INVENTAIRES

(Reprise)
Du 10 janvier au 11 février 1995

Texte : Philippe Minyana
Mise en scène : Louise Laprade

Avec Suzanne Champagne + Sophie Faucher + Diane Lavallée + Gerry Leduc

Assistance à la mise en scène : Sabrina Steenhaut
Scénographie : Stéphane Roy
Lumières : Guy Simard
Costumes : François Barbeau
Musique : Philippe Ménard
Maquillage : Angelo Barsetti

Une production d’ESPACE GO

« Une boule dans l’estomac c’est pas l’alka-seltzer qui la fera passer. »
– Jacqueline

Une cuvette, une robe, un lampadaire.
Trois femmes qui nous racontent, comme ça, leur vie, dressant un inventaire à la fois désopilant et tragique. Avec des éclats de rires et des sanglots dans la gorge, Jacqueline, Angèle et Barbara évoquent leurs joies et leurs regrets, crachant les mots comme on égrène un chapelet, avec une lucidité désarmante et une touchante obstination à ne pas disparaître.

Avec humour et finesse, Philippe Minyana croque le portrait émouvant de trois femmes accrochées à un quotidien en carton-pâte.

Créée à Dijon en 1987, reprise à Marseille puis au Théâtre de la Bastille, à Paris, Inventaires a valu à Phlippe Minyana une nomination pour le « Molière » du meilleur auteur. Présentée à ESPACE GO en 1991, Inventaire marquera l’ouverture du nouveau théâtre ESPACE GO, dans une version revue et augmentée. Inventaires, c’est le plaisir du théâtre. Un bonheur rare.

Voilà des années qu’ESPACE GO étonne et ravit le public en dénichant des pièces inédites, en présentant des chefs-d’oeuvre oubliés et en favorisant la découverte d’auteurs de théâtre. C’est avec un immense plaisir qu’ESPACE GO propose à nouveau une incursion dans l’univers de Philippe Minyana, un passionné du langage.

Le style Minyana, c’est le déferlement des mots, avec humour et ironie.
Philippe Minyana : Moi, dans la vie, je parle vite et j’aime bien que ça aille vite. J’aime bien, au théâtre, quand il y a une parole d’urgence, quand il y a un peu de fièvre.

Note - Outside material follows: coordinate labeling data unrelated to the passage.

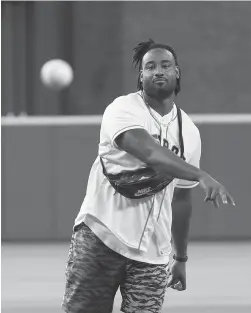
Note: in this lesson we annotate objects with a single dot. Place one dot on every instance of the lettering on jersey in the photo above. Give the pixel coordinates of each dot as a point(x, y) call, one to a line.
point(142, 191)
point(157, 137)
point(174, 148)
point(165, 143)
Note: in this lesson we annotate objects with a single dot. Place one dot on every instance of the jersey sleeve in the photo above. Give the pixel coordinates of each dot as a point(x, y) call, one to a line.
point(195, 161)
point(120, 117)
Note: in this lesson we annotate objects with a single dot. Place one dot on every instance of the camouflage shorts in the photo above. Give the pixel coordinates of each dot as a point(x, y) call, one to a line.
point(94, 273)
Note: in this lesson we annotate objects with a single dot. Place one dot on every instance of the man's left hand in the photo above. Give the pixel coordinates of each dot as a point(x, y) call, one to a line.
point(177, 279)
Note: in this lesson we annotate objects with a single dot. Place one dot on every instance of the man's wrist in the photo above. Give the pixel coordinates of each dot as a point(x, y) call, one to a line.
point(179, 258)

Vous avez écrit Inventaires à partir de témoignages de femmes habitant Paris ou la région parisienne.
P.M. : Je suis allé interviewer trois femmes plusieurs fois : une ex-militante syndicaliste, une ouvrière et ma voisine, qui était secrétaire bilingue dans un hôtel. Et puis j’ai écrit ces trois monologues, comme ça, assez vite, avec la mémoires des choses réelles, mais en reconstituant leurs vies. À tel point que la dame qui faisait Angèle a été très fâchée après moi. Quand elle a vu le spectacle elle a été outrée parce que je faisais mourir tout le monde : son mari, ses beaux-frères…

Lionel Povert a écrit à votre sujet : « Il veut craché aujourd’hui tous ces mots qu’il a enfouis au fond de sa mémoire. » Vous êtes fasciné par les mots?
P.M. : Ah complètement! Et je suis fasciné aussi par la structure du langage oral, le rythme de la parole. Et j’essaie dans mes pièces de retraduire ça. C’est trois locomotives, ces bonnes femmes, trois TGV. Il faut qu’elles entrent, qu’elles disent tout, alors elles vont vite, et donc il n’y a pas de ponctuation. Et si elles respectent vraiment ma partition, elles doivent aller vite.

La notion de plaisir, est-ce important au théâtre?
P.M. : Oui. Je ne perds jamais l’idée de grotesque et de drôlerie. Je ne peux pas faire un théâtre sinistre et triste et qui se prends au sérieux. Je pense que ces bonnes femmes, qui racontent toute leur vie, elles jubilent, elles sont contentes de tout dire.